Helsing ist Brünjes zufolge bereits heute in der Lage, 450 HX-2 pro Monat in einer in Süddeutschland gelegenen Resilience Factory (RF-1) herzustellen. Diese Kapazität kann auf 1.000 Systeme pro Monat gesteigert werden, dazu müsste jedoch zusätzliches Personal trainiert werden. Darüber hinaus ist eine zweite Resilience Factory in Vorbereitung, welche die Gesamtmonatsproduktionsrate auf rund 2.500 HX-2 steigern könnte.
System-Desing der HX-2
Interessante Neuigkeiten gab es auch zum Systemdesign der HX-2. Die Strike-Drohne wurde gänzlich in Deutschland entwickelt, nutzt aber beispielsweise die gleiche Software, die derzeit bereits auf der HF-1-Strike-Drohne in der Ukraine in der Nutzung ist und dort stetig weiterentwickelt wird. Helsing hat die HF-1 zusammen mit einem ukrainischen Partner entwickelt. Während Helsing den Software-Anteil liefert, ist das ukrainische Unternehmen für die Hardware der HF-1 verantwortlich. Helsing zufolge wurden bereits 1.950 HF-1 an die Ukraine übergeben, „mehrere hundert“ davon, sollen bereits genutzt worden sein. Im Rahmen der gestrigen Präsentationen wurden auch Videos einiger dieser Missionen gezeigt, bei denen sowohl stationäre als auch bewegliche Ziele der russischen Streitkräfte mittels der HF-1 bekämpft wurden.

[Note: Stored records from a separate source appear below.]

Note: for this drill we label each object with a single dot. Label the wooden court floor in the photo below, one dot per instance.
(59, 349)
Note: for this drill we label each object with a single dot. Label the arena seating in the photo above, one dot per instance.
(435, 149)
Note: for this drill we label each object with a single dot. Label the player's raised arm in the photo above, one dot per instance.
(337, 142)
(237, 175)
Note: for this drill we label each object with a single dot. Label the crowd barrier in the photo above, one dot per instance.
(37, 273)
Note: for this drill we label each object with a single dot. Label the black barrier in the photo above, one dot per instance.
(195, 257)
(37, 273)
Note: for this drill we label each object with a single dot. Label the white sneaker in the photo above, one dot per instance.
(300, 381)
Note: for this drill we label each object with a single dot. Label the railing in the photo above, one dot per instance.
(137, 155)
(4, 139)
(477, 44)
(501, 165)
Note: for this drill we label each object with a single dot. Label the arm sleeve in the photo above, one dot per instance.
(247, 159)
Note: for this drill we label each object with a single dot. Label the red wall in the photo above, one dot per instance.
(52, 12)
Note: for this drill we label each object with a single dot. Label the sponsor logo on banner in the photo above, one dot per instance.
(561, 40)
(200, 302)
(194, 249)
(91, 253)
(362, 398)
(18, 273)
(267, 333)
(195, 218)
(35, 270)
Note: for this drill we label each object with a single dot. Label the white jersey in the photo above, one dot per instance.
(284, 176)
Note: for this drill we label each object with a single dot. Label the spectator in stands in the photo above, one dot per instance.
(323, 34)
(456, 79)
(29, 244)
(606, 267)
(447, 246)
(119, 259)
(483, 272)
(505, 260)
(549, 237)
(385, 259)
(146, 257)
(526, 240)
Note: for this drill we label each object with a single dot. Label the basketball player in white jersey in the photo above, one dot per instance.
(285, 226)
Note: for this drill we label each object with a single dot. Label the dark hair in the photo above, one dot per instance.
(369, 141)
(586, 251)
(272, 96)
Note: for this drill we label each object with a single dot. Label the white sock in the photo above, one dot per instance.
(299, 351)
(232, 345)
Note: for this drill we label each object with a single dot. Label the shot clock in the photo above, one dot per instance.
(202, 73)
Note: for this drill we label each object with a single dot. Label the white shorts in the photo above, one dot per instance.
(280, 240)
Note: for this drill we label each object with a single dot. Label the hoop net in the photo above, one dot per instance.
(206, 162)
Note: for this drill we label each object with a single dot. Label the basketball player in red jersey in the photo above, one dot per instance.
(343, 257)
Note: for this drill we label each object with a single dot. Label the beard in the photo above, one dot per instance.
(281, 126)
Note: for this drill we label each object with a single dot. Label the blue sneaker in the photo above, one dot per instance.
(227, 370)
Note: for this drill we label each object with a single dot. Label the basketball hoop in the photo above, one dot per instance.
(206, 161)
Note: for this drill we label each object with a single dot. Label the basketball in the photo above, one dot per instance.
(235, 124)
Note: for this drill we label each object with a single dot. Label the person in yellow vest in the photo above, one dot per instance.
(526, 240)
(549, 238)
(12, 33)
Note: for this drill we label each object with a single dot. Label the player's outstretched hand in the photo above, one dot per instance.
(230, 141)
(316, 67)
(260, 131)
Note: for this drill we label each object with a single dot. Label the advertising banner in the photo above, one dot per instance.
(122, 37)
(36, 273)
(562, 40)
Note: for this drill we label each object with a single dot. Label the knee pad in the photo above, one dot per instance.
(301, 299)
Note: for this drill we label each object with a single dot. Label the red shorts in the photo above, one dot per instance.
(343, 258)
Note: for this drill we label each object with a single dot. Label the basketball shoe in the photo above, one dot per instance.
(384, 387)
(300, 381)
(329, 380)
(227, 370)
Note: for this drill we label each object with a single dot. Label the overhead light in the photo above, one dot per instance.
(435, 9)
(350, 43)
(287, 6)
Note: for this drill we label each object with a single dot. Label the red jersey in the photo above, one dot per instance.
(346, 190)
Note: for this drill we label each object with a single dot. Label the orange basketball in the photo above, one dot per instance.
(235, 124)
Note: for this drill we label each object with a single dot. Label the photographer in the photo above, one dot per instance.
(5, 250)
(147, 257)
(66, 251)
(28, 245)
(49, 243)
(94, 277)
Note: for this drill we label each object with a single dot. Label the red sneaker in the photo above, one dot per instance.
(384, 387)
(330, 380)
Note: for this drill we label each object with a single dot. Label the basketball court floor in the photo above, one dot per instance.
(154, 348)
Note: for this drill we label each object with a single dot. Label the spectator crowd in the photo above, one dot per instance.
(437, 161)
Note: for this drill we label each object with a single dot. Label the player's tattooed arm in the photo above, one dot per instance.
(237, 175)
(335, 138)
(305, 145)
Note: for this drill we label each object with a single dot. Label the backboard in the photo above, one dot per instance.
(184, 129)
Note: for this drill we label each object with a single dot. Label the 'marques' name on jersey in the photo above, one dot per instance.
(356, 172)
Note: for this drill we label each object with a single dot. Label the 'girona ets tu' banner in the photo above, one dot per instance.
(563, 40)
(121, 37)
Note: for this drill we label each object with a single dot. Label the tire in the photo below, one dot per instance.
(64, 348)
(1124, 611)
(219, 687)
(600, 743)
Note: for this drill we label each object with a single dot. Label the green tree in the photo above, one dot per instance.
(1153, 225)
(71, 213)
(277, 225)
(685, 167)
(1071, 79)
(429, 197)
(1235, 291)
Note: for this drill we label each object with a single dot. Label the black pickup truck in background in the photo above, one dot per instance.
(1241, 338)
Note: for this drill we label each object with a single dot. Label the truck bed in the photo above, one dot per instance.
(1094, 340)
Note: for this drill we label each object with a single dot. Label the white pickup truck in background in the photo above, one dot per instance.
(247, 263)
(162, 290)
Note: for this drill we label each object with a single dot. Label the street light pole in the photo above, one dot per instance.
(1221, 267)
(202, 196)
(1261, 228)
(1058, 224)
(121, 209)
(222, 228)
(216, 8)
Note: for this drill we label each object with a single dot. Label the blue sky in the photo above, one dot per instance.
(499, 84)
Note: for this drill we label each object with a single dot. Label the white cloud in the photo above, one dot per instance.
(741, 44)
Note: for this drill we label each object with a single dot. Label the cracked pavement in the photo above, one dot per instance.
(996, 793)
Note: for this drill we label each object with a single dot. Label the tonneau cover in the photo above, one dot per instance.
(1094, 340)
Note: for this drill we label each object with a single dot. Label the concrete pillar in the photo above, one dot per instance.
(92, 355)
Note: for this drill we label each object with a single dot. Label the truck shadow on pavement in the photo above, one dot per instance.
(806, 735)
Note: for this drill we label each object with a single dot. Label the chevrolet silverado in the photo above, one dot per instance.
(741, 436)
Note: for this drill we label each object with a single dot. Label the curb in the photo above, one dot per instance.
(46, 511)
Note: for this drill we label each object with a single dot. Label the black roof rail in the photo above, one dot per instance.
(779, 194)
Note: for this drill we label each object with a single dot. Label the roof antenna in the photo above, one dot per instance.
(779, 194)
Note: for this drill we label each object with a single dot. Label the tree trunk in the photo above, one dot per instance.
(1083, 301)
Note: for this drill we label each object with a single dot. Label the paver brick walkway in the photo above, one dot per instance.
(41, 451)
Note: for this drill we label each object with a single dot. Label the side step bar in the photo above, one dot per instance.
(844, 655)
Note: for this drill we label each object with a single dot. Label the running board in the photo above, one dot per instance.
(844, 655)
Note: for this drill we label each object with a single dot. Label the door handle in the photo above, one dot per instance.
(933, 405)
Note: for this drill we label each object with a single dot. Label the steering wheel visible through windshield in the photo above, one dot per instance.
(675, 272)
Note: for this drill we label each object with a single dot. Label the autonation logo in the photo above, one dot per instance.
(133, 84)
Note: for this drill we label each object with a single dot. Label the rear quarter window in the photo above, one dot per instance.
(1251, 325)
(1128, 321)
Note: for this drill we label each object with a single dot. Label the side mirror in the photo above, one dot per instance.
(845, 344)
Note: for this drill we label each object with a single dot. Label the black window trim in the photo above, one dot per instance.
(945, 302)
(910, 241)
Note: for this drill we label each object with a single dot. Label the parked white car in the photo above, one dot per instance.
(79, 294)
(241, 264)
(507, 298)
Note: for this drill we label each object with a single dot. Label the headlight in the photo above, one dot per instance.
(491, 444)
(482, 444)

Die Erfahrungen mit der HF-1 sind Brünjes zufolge auch in das Hardware-Design der HX-2 eingeflossen, welche mit der X-Wing-Form deutlich agilere Flugmanöver ausführen kann, als dies mit dem Flächen-Design der HF-1 physikalisch möglich wäre.
Kernelement der HX-2 ist die Helsing-Aufklärungs- und Steuerungssoftware Altra die insgesamt drei KI-Fähigkeiten auf die Strike-Drohne bringt:
- Eine GNSS-Signal-unabhängigen Positionsbestimmung und Navigationsfähigkeit bei Tag und eingeschränkter Sicht. Dazu verfügt die HX-2 über eine nach unten gerichtete Kamera, die ständig „hunderte“ Geländemerkmale mit einer auf der Strike-Drohne hinterlegten Digitalkarte abgleicht und so die Position im Raum feststellt. Diese Fähigkeit erlaubt es der HX-2 trotz elektronischer Störmaßnahmen, sicher und punktgenau operieren zu können.
- Die KI-gestützte automatische Ziel-End-Anflug-Verfolgung erlaubt es der Drohne, Ziele auch dann punktgenau zu treffen, wenn der Datenlink zur Bodenstation gestört werden soll.
- Daneben verfügt die HX-2 über die sogenannte ATR-Fähigkeit. Das ATR steht für „Automatic target recognition“. Diese automatische Zielerkennungsfähigkeit der KI erlaubt es, Ziele oder andere Objekte selbstständig zu erkennen und klassifizieren. Dabei wird nicht nur auf die visuell generierten Daten zurückgegriffen, sondern auch kontextbezogene Abgleiche angestellt. Technisch wäre es Brünjes auch ohne weiteres machbar, einen Schritt weiterzugehen und auch die Bekämpfungsentscheidung der KI zu übergeben. Aus ethischen Gründen wird diese Entscheidung aber dem Menschen überlassen, was sowohl der Selbstverpflichtung des Unternehmens als auch der Forderungslage westlicher Streitkräfte nach einem „human-in-the-loop“ entspricht.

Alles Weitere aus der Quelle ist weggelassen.